On Harnessing the Benefits of Self-Competition
Volleyball was present in my life during a huge chunk of my formative years. I started playing when I was around 8 years old as part of a program called volleybees which my club offered. One of my first memories of volleyball was during serving practice. Volleybees used lighter balls to play with, but we had a chance to play with the competition-grade, heavier balls at the end of practice. Normally, we would serve from the middle of the court instead of the end line, but that day, I decided to serve at the end line with the heavy ball. I was practicing with one of my friends, and when I (to my utter shock) was able to get the ball over the net, she said, “I hate you.”
To me, that was a celebratory feat, and I can still feel the visceral switch from excitement to shame after my friend made that comment. I didn’t quite understand it then, but even though we were supposed to be on the same team, we were in competition with each other. The teams in my club were structured by age group and talent level. There were three tiers per age group: metro, red, and black. Only the best players could progress further up the ladder within this club. Everyone wanted to be on the best team, and only a few would make the cut. So, in essence, we were fighting among each other to get to the top. A team sport with intra-team competition feels a little backward, but I didn’t think much about it at the time. My only job was to get better and win games.

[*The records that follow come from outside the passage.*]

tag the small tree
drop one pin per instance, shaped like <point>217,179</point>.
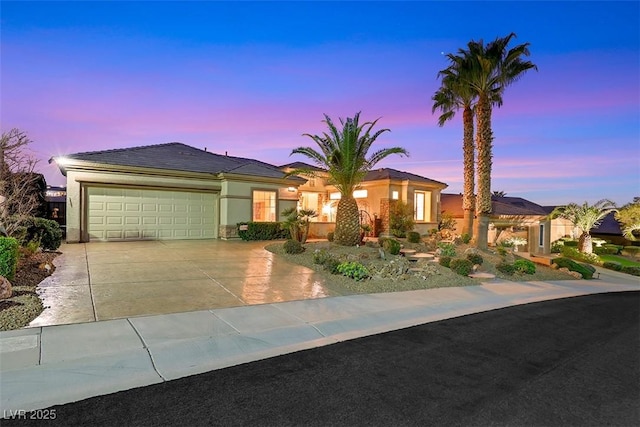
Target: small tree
<point>298,221</point>
<point>629,217</point>
<point>21,189</point>
<point>584,218</point>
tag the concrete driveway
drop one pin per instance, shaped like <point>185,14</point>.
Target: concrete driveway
<point>101,281</point>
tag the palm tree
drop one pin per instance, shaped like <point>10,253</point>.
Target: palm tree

I played volleyball for ten years straight, and as my time within the sport grew and my role as a player became more serious, more ideas about competition began cropping up.
Alongside the teammate vs. teammate competition, there was, of course, the team vs. team competition. For a while, there was ecstasy in beating another team. I remember moments of scoring points and shooting my fist in the air as if I was Thor, hoping to harness energy from lightning to do it all again with even more power. However, by my last year of high school, I began to grow tired of the competition. I thought that I was putting in too much emotional energy for a small-town team. I understood the drive that my other teammates and coaches had, but it did not resonate with me as I began to come into my own. I decided to end my volleyball career after my senior year season. Sometimes I fantasize about playing on a team again, but I assume that is merely fueled by nostalgia.
Even though the teammate vs. teammate and team vs. team competition dissipated from my immediate reality, with competition being at the center of my formative years, it makes sense that it would still exist in my life in some capacity. When I started pole dancing, I became aware of the self vs. self competition I have within me.
This form of competition is more nuanced, not as often spoken about in terms of team sports, and important to recognize in order to harness its benefits.
When I think about what an impact volleyball had on me, I think about the sport's main ethos, which was winning. From what I remember, we were not trained to find joy in our craft; our only objective was to win. And to do so, we had to be good. After I ended my volleyball career, I didn’t put myself into situations that would require any form of intense competition; I got into literature and music. Of course, there is some competition in these industries, but it is definitely not the point of doing it; it’s not as literal as volleyball. It was only until pole dance came into my life that I realized what remained in me from volleyball.
Pole dance reminds me of volleyball. It is very athletic, form and body awareness are at its core, and the soreness I feel after intense training feels just like it did after our pre-season conditioning days. When I started pole dancing, my body remembered volleyball.
The visceral remembrance eventually found its way up to my mind where I made some realizations of how I conduct myself within athleticism—I always strive to be the best. I am always reaching for that metaphorical top of the ladder. However, there is no real winning in life. There is no longer a referee that blows his whistle when my team scores the game-ending point. I did not give a sportsman handshake to my classmate when I received a higher grade. There is not a bracketed list posted in my dance studio showing the results of championship matches. The more I grow up, the less literal things become.
Self vs. self competition seems bad, but it’s deceptively bad in the sense that it can be reframed. If you have a black and white photograph of a lonesome tulip, an ornate gold frame might not suit it. Instead, you might place it inside a simple white frame to compliment the composition. The deprecating aspects of self vs. self competition did not fit my personality, goals, and aspirations. But it also did not seem right to get rid of the competition altogether.
Instead, I am working on reframing this ingrained aspect of myself to harness the best parts of it.
Self vs. self competition has given me the motivation to be the best I can be. I have high aspirations for my aerialist career, and the only way I can reach those is to keep improving my craft. I have felt guilt for not training for a day or two at a time and shame for not executing a move with grace. But these emotions do not serve me; that frame around self vs. self competition does not fit.
By recognizing personality traits that I developed throughout my life experiences, I have the ability to reframe them in a way that serves my present needs.
After being disassociated from volleyball for some time now, I can see more clearly how big of a role it played in my life. And I am grateful that it was in my life because I wouldn’t be who I am today without it. I do not resonate with carving out a self that feels like who I am now. By doing so, I am discarding the parts of me that made me, me! Instead, I choose to use those bits and pieces to mold new creations, accessories on my ever-evolving statue—flowers to put in my hair, patches to sew on my jeans.